Recently, a federal court decided an important tax case and it was a victory for taxpayers. The U.S. Court of Federal Claims ordered the IRS to pay a refund to a taxpayer who had been a policyholder in a mutual insurance company. The decision could open the door to many more refund claims, possibly including one from you.
In this court case the insurance company decided cease operating as a mutual insurance company and convert to a publicly-traded stock company. The policyholders would keep their insurance coverage and receive shares of stock in the new entity. Once the policyholders, now stockholders, received their shares they could elect to sell the shares. That is what the taxpayer in this case did. They sold their shares.
The policyholder decided to sell the shares and received $32,000. The policyholder reported this amount, unreduced by any basis adjustment, on its 2000 federal income tax return and paid about $5,000 in tax. In 2004, the policyholder changed his mind on the amount of tax he should have paid and filed suit in the Claims Court for a refund.
At trial, the IRS argued that the policyholder had a zero basis in the cash or stock received in the demutualization. The court applied what is known as the open transaction doctrine. This complex doctrine is an exception to the general rule requiring an allocation of basis on the disposition of a portion of an asset. Ultimately, the court found that the policyholder did not realize any income on the sale of the 4,000 shares because the amount received was less than its cost basis in the insurance policy as a whole.

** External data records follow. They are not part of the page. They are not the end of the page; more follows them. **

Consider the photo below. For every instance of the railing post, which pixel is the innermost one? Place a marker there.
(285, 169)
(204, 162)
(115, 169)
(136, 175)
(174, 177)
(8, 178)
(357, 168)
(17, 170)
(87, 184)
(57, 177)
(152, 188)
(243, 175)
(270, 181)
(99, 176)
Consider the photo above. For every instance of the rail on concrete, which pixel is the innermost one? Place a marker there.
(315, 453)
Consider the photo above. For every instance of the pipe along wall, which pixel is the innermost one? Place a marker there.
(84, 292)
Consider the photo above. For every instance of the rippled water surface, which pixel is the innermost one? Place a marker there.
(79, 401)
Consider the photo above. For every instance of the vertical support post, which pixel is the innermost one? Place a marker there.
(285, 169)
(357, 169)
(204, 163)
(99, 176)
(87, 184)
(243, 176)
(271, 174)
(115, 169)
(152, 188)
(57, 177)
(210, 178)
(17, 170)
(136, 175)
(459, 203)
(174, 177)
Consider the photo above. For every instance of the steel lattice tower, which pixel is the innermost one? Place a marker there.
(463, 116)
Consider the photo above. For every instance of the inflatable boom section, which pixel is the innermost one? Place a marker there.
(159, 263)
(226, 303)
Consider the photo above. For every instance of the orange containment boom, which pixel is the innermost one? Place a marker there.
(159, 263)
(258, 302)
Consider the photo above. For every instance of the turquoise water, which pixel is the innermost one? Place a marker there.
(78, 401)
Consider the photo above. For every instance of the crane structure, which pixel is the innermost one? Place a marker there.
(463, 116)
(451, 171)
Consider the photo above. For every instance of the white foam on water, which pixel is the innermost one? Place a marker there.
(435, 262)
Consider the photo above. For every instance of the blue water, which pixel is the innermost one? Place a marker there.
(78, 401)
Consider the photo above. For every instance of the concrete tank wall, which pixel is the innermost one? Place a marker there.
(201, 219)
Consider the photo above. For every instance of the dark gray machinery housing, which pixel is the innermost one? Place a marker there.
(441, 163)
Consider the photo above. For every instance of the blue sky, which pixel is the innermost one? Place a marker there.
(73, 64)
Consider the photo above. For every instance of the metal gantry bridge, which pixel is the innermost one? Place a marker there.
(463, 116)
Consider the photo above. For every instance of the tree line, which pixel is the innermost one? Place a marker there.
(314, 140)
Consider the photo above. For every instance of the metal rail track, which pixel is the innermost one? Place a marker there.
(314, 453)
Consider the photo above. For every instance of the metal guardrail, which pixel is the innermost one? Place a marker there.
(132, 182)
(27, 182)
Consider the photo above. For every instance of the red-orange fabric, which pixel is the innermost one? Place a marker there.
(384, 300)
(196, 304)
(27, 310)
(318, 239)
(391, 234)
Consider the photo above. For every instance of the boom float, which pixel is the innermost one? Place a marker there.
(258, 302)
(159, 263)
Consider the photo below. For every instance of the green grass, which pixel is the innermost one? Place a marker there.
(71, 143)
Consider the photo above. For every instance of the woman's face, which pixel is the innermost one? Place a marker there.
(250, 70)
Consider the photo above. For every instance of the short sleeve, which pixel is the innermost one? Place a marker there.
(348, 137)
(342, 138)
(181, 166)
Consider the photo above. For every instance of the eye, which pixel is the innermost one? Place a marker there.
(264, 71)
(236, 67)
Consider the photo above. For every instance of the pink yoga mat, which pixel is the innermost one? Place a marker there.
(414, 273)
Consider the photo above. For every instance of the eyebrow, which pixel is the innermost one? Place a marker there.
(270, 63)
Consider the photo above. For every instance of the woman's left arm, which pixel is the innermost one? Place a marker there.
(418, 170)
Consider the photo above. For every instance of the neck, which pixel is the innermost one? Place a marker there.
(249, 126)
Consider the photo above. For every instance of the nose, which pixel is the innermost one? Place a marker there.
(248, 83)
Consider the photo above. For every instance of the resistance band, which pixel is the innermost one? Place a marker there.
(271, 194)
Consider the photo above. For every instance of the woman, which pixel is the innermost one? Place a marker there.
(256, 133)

A mutual insurance company is an insurance company whose policy holders own the company, in other words it has no shareholders. The policyholders have ownership rights, such as voting and distribution rights, as well as contractual insurance rights. As a policyholder you may even be unaware that the company you are dealing with is a mutual insurance company until it decides to demutualize. If you receive a voting proxy each year as part of your policy you are dealing with a mutual insurance company.

![Reblog this post [with Zemanta]](http://img.zemanta.com/reblog_e.png?x-id=5e99aa40-8512-4bd0-a556-b99c127f6ce4)


I wanted to praise you for this magnificent post!! I undeniably liked each little bit of it. I have bookmarked your site to investigate the latest stuff you post. Thanks again!
Sam (Scam) Congdon is the offshore promoter that has scammed people in the past and provided client records to the IRS and U.S. Senate Finance Committee. His companies, Rockford Global Solutions and Equity Development Group are still operating so do not get involved with these companies unless you want trouble with legal authorities or to do jail time.